Though Ian Fleming had many inspirations for his most famous character -- like how the name "James Bond" came from a dashing rogue in the exciting field of bird study -- one man in particular seems like a likely basis for the bulk of 007. Forest Yeo-Thomas was an operative who performed several missions in World War II, at times reporting to Winston Churchill himself. Though Fleming worked in Naval Intelligence, documents show that he was stalking Yeo-Thomas' exploits in the Special Operations Executive. That torture scene in Casino Royale? It's pretty close to what the Gestapo did to Yeo-Thomas during interrogation.The bit with secret identities meeting on a train in From Russia with Love? Another Yeo-Thomas mission. They say that Yeo-Thomas even had a way with the ladies as well, though hopefully not to the scale of the human STD petri dish known as James Bond.

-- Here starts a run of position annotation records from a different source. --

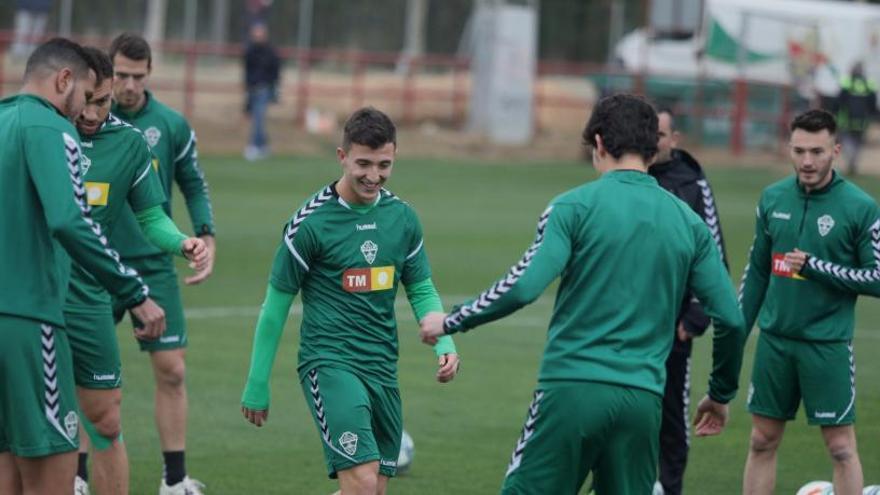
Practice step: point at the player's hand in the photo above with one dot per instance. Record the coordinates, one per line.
(204, 269)
(432, 327)
(796, 260)
(152, 317)
(196, 251)
(449, 364)
(711, 417)
(682, 334)
(256, 416)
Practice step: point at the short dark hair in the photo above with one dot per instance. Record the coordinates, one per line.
(369, 127)
(627, 124)
(668, 111)
(57, 54)
(815, 121)
(131, 46)
(101, 62)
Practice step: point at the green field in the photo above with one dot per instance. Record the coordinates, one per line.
(478, 219)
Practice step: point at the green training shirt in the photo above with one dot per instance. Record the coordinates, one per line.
(44, 198)
(119, 174)
(173, 143)
(838, 226)
(348, 265)
(626, 251)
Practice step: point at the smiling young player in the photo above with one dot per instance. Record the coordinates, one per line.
(348, 249)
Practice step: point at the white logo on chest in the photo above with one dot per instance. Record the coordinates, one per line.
(153, 135)
(826, 223)
(780, 215)
(369, 250)
(84, 163)
(348, 441)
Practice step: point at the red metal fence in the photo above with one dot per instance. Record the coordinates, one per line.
(410, 92)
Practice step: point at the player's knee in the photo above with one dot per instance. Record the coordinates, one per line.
(172, 374)
(842, 453)
(108, 423)
(763, 443)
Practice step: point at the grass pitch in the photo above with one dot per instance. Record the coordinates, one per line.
(478, 219)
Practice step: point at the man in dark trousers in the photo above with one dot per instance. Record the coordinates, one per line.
(261, 78)
(679, 173)
(856, 105)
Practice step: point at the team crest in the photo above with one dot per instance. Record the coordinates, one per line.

Though Lewis Carroll later denied it, the Alice of Wonderland is clearly based on one Alice Liddell. Not only was Carroll known for weaving fanciful tales to impress a 7-year-old Liddell, but you could even find her name hidden inside a poem at the end of Through the Looking Glass. Maybe he didn't want to perpetuate the idea that his relationship with Alice was on the skeevy side -- even though it totally was. While nothing was ever confirmed, the Liddell parents cut off all communication with Carroll at one point, and many suspect it was because the author was getting a little too cozy with his muse. We will now break for a five-minute recess so everyone can rinse their brains with battery acid.